In Pareto lines on bar charts – an Excel fudge, **Alex Kerin** of **Data Driven Consulting** took data from a very badly distorted pie chart, and generated a Pareto chart. I busted the pie in Extra Distortion in a Pie Chart, but thought I’d chime in on the subject of Pareto Charts.

A Pareto Chart is a horizontal or vertical bar chart with its data sorted in descending order. The largest items (categories) in the chart are listed first for emphasis. Often a line is overlaid on the bar chart, showing cumulative sums or percentages of the total.

The Pareto Principle, named for Italian economist Vilfredo Pareto, is based on the observation that most of the effects of an action come from a small amount of the causes. This is often called the 80-20 rule, implying that 80% of the failures come from 20% of the types of defect, or that 80% of one’s sales come from 20% of one’s customers, or pretty much any 80-20 metaphor you can come up with.

The simplest Pareto chart is a plain column chart.

The percentages of each value are used as data labels. In this case, obviously the first three bars are substantially taller than any of the rest.The last four bars aren’t even as tall as the axis line is thick, so the bottom five categories can be combined into a category called “Other”.

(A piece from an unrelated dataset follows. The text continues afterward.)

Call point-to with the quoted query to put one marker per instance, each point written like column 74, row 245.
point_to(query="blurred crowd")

To show the cumulative proportion of items (in this case, apps you can buy for your iPhone), a line can be added to show the percentage on a secondary axis. In Excel this is a simple column-line combination chart on two axes.

This shows that we didn’t reach 80% of the effect until about 50% of the categories were accounted for. It’s still disproportionate, but not as severely as the “80-20″ nickname would indicate.

An alternative approach plots the accumulated value line on the same scale as the individual bars, with data labels showing the cumulative percentages. In Excel it’s even simpler: a column-line combination chart on one axis.

The heights of all bars is reduced substantially, but lowering the resolution also stresses that none of the bars is a huge amount of the total.

Vertical bars seem to be more common in Pareto charts, but there are problems with this orientation. The category labels have to be listed vertically, making them hard to read. Data labels may overlap; the labels were placed in a distracting staggered layout to make them legible.

To remedy these legibility problems, the chart can be rotated. Categories and percentage labels in the following chart are perfectly legible.

There is no difference in our ability to interpret the data in this chart, compared to the first vertically oriented chart above.

As before, a line can be added to show the percentage on a secondary axis. In Excel this requires a bit of a trick, using a bar-XY combination chart on two axes. For the XY series, X is the percentage and Y indicates the order of the categories.

Again, the readability is the same for horizontally and vertically aligned charts.

Anything done vertically can also be done horizontally.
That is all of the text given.